Work and entropy

Question

I am not able to conceive why work wouldn't increase the entropy of a system. If i am compressing a ideal gas adiabatically and reversibly, the gas pressure inside would increase,meaning more no of particles hitting unit area, and that to me seems a more chaotic state of the gas, than before compression, so why doesn't the entropy increase.

And the 'chaos' or 'randomness' terms that we use to define entropy, what are they dependent upon.Velocity or pressure or what?

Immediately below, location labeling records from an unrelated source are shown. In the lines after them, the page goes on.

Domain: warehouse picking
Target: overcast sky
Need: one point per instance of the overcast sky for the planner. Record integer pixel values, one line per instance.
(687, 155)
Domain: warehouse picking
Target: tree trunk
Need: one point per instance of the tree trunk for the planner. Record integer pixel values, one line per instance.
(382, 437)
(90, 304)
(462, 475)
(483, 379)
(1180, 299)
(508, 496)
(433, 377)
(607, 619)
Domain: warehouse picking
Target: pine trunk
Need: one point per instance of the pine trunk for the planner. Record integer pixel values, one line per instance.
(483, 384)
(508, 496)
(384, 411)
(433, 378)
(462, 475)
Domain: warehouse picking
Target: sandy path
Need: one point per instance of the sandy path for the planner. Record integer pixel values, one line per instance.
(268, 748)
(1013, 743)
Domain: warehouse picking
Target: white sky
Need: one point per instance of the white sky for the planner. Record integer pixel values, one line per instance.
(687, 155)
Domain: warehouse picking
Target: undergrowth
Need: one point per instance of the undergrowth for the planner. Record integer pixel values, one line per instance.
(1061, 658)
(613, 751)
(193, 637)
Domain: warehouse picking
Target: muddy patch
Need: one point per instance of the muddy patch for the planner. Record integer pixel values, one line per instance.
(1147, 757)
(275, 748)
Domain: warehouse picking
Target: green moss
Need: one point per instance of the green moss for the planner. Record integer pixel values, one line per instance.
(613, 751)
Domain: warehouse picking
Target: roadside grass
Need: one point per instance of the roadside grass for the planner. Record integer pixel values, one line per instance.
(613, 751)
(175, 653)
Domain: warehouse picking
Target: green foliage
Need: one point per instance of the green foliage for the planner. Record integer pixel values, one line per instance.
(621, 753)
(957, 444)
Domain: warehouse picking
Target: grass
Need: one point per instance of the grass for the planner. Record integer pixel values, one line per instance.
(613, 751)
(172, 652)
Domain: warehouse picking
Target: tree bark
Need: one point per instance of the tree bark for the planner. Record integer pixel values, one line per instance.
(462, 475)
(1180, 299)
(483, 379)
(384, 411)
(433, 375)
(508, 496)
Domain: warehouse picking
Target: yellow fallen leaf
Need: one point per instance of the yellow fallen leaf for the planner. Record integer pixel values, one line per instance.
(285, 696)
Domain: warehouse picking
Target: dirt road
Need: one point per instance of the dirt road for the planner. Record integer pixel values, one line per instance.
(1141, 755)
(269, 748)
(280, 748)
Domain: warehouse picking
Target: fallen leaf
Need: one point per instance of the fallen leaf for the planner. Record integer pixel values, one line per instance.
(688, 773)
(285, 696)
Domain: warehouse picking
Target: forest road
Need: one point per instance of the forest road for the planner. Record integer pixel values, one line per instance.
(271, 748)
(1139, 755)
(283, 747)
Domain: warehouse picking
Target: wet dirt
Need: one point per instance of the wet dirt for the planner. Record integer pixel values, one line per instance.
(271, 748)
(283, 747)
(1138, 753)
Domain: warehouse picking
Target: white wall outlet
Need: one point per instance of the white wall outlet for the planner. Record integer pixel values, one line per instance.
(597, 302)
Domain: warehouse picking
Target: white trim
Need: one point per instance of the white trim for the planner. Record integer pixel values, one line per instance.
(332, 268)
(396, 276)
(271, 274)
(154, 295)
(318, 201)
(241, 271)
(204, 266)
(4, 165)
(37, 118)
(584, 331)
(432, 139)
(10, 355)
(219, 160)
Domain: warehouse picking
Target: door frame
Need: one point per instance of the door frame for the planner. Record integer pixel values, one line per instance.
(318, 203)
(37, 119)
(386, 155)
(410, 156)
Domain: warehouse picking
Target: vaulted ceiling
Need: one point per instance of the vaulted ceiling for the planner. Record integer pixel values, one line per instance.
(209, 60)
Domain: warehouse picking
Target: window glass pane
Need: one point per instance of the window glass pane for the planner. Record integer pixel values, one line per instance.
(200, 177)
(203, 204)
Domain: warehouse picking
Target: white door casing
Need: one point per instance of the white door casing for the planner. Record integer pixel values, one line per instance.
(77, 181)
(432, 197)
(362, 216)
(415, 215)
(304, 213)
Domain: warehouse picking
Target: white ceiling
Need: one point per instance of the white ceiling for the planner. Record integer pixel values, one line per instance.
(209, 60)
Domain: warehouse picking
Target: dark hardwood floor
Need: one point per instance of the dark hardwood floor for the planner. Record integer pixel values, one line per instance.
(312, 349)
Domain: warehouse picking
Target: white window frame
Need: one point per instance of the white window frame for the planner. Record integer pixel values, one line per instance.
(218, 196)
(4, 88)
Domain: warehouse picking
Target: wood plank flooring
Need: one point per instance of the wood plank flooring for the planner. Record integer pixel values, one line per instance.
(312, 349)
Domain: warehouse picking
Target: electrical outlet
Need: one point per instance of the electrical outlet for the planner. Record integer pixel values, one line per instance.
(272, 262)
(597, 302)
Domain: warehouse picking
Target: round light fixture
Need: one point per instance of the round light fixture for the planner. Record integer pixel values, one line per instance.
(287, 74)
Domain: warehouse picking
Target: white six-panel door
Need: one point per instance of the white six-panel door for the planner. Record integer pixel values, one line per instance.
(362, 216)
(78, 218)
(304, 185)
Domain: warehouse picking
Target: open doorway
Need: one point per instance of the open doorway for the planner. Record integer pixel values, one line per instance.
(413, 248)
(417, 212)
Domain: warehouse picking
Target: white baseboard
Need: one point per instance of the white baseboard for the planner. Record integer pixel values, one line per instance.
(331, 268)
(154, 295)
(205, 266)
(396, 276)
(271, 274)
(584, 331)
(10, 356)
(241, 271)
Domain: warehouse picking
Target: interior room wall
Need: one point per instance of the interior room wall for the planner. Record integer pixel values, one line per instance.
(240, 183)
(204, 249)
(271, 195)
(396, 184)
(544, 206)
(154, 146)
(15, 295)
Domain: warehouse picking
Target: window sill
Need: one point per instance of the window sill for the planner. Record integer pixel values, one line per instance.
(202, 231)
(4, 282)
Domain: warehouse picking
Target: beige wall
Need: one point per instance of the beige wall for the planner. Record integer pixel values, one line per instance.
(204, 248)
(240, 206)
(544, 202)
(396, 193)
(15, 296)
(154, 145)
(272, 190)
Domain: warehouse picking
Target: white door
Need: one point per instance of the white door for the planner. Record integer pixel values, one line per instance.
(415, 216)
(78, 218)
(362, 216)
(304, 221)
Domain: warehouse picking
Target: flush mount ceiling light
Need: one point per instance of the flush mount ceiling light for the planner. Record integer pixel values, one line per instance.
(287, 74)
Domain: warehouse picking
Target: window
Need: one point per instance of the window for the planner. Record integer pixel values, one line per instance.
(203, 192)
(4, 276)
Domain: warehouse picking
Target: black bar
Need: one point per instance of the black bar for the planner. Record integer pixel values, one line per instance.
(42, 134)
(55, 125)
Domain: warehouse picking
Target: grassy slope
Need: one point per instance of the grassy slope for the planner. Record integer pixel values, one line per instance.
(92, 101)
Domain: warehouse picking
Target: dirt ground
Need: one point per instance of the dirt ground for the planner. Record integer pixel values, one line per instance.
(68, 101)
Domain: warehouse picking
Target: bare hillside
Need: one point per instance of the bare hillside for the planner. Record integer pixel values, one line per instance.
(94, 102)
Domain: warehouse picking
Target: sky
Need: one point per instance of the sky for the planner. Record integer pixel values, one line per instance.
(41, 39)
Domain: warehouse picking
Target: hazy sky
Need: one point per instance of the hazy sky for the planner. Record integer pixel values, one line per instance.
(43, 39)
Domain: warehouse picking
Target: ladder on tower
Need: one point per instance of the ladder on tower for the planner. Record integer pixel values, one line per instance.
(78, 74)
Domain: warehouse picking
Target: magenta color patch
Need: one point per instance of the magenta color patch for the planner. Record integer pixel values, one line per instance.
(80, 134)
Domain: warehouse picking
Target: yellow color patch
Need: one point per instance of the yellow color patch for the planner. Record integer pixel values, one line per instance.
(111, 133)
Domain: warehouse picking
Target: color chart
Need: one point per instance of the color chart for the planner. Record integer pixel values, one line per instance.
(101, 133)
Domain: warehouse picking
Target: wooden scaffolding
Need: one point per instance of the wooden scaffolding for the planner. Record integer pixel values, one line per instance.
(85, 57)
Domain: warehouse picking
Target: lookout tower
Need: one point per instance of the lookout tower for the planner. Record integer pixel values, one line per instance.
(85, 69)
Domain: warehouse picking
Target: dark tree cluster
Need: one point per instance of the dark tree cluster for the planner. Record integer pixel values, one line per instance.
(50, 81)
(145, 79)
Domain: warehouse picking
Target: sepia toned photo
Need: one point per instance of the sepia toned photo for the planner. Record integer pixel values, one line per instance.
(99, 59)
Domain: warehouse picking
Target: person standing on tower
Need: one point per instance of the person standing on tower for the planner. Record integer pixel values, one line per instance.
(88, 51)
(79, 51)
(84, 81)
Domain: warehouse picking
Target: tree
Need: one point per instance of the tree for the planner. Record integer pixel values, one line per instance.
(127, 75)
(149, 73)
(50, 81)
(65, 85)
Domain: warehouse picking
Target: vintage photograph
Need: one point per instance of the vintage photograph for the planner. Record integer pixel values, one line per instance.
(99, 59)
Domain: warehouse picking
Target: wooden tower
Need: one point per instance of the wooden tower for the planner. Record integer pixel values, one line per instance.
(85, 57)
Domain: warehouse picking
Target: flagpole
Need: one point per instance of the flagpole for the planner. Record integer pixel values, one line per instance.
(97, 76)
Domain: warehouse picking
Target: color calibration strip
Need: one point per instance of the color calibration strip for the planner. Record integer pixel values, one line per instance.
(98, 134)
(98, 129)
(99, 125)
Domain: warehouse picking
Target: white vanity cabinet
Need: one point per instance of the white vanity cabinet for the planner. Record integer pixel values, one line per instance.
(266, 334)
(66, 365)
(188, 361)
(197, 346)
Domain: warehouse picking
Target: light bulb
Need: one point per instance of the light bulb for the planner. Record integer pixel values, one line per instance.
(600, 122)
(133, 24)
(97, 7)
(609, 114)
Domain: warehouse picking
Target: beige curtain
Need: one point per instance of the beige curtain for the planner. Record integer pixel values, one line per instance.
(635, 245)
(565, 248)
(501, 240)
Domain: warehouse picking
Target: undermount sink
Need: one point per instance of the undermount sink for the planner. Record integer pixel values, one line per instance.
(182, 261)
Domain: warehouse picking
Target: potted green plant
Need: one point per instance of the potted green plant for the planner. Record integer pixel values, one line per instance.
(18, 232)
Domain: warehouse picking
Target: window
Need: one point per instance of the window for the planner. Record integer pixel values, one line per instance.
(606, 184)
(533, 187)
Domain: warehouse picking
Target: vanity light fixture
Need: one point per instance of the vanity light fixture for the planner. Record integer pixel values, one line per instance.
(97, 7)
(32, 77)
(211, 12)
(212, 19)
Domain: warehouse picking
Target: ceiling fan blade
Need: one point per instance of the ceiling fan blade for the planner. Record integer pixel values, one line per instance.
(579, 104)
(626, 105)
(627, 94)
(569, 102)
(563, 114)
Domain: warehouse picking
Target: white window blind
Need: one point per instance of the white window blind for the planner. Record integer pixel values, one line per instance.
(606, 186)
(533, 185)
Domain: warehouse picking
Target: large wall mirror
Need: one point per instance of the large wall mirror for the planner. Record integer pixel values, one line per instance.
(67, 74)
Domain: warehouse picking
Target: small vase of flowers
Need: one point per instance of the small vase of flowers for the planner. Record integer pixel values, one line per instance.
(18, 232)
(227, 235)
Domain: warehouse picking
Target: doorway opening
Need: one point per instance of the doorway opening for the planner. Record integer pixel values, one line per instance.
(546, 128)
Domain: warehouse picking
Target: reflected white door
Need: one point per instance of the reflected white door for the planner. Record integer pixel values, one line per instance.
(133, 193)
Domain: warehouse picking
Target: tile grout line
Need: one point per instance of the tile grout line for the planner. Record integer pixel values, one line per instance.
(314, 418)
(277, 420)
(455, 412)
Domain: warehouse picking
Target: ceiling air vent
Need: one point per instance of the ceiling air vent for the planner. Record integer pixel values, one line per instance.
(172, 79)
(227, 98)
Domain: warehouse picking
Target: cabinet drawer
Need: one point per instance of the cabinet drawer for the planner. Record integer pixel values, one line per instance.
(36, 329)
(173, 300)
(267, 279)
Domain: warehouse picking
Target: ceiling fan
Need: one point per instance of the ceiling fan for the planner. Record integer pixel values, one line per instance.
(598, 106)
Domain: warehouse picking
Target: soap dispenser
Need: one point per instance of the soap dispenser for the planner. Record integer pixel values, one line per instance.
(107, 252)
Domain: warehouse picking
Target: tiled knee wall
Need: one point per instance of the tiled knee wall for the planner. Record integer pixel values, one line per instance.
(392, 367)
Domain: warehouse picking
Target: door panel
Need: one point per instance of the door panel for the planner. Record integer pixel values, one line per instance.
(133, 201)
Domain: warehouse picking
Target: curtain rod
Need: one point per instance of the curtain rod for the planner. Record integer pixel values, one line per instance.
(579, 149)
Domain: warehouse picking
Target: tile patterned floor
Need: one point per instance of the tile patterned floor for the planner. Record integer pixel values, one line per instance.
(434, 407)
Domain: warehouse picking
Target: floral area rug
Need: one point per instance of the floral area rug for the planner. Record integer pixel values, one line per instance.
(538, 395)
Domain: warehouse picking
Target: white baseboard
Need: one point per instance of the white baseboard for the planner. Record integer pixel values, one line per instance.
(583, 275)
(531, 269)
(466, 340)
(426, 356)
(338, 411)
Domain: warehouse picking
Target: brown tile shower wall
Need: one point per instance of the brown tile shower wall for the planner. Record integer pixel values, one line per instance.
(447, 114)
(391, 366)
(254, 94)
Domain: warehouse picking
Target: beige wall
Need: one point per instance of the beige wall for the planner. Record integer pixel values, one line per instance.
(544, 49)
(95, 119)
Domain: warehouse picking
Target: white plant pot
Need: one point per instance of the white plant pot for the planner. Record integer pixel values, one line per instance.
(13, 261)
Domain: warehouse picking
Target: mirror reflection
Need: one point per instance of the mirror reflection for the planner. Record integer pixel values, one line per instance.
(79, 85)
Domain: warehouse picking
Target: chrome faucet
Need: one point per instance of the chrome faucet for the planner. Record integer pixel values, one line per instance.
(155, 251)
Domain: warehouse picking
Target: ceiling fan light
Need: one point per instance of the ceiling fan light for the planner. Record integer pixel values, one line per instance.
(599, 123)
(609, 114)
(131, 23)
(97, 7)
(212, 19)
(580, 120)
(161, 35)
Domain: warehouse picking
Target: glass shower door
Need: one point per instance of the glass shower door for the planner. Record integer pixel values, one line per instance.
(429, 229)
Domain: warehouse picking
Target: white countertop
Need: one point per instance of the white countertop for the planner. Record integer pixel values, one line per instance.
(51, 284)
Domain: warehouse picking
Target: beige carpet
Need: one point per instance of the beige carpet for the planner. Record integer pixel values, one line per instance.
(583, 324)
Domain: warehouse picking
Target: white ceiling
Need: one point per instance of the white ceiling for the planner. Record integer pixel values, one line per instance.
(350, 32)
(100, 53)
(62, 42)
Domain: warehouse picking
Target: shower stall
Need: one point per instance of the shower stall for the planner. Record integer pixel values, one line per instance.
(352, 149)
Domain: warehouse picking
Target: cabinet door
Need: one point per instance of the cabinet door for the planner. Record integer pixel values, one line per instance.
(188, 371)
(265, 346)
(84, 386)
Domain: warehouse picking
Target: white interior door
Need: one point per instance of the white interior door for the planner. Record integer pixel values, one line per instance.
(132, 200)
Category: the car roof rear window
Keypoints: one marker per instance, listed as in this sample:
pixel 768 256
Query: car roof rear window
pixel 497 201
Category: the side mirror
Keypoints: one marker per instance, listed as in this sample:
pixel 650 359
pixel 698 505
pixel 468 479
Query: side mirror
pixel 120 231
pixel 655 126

My understanding of entropy is that, it is a measure of how unpredictable the system is , how difficult it is to point out a certain gas particle. Am i right in my understanding?

Answer 1

Reversible adiabatic expansions and compressions do not have changes in entropy because no heat is exchanged during the process. Work done is not directly related to entropy. The relationship between temperature, heat exchange and entropy in a reversible process is as follows:

$$TdS=\delta Q$$

Since a reversible adiabatic expansion occurs with no heat transfer $\delta Q =0$, by definition then there is no change in entropy $dS=0$. In fact, reversible adiabatic processes are more properly called isentropric processes.

The key is reversibility. The true relation between entropy temperature and heat is

$$TdS \ge \delta Q$$

When the process is reversible, the $\ge$ sign becomes $=$, giving the first equation I gave you. Truly reversible processes are rare, so there are real expansions and compressions in which no heat is transferred, but there may be changes in entropy.

Answer 2

'Ben Norris' gives a very clear answer. However, you use the words 'chaos' or 'randomness' to describe entropy, and while widespread, this is ultimately misleading as they are not exact enough.

You need instead to think about the number of energy levels that can be populated at a given energy, and the number of ways these can be occupied. For example, suppose there are two equal but separate fixed volumes each containing 1 mole of an inert ideal gas, at the same temperature and pressure. If you now allow the two gases to mix (each by free expansion into the other) so that the total volume is doubled (pressure and temperature unchanged) then the entropy is increased.

But is the gas more random after allowing mixing than before? Both would seem to be equally 'random'. But the extra volume available allows the molecules of the gas to move in a larger space and this means that at a given energy, the number of energy levels available to a molecule is increased. You can think of this in the same way that the energy levels of a 'particle in a box' decrease as the box increases in size meaning that at a given temperature (or energy) more levels are populated. As more levels are populated there are more ways of filling these levels and so the entropy increases.

(For completeness the entropy change for each gas in the example above is given by $\Delta S = R ln(V_f/V_i) $, and if the initial volume $V_i=v$ and $V_f = 2v$ then the total entropy change is $2Rln(2)$ which is positive.)

Answer 3

I'm not an expert, but here's my two cents:

1) If gas get compressed from work, I think it makes sense that it's energy is more concentrated rather than disperse. The total energy depends only on its temperature. You're right that lower volume means more pressure, but it evens out and as long as temperature is constant before and after compression, the total energy is also constant. But the difference is that in the more compressed state, there is less dispersal of that energy - it's all bunched up in a lower volume and hence entropy is less.

2) Another understanding on entropy is how much of the system's energy can NOT be used to do work. So when a gas is all bunched up in a small volume, more of its energy is available to do work (for example power a heat engine), while if it's energy all dispersed in a large volume, less of it is available to do useful work.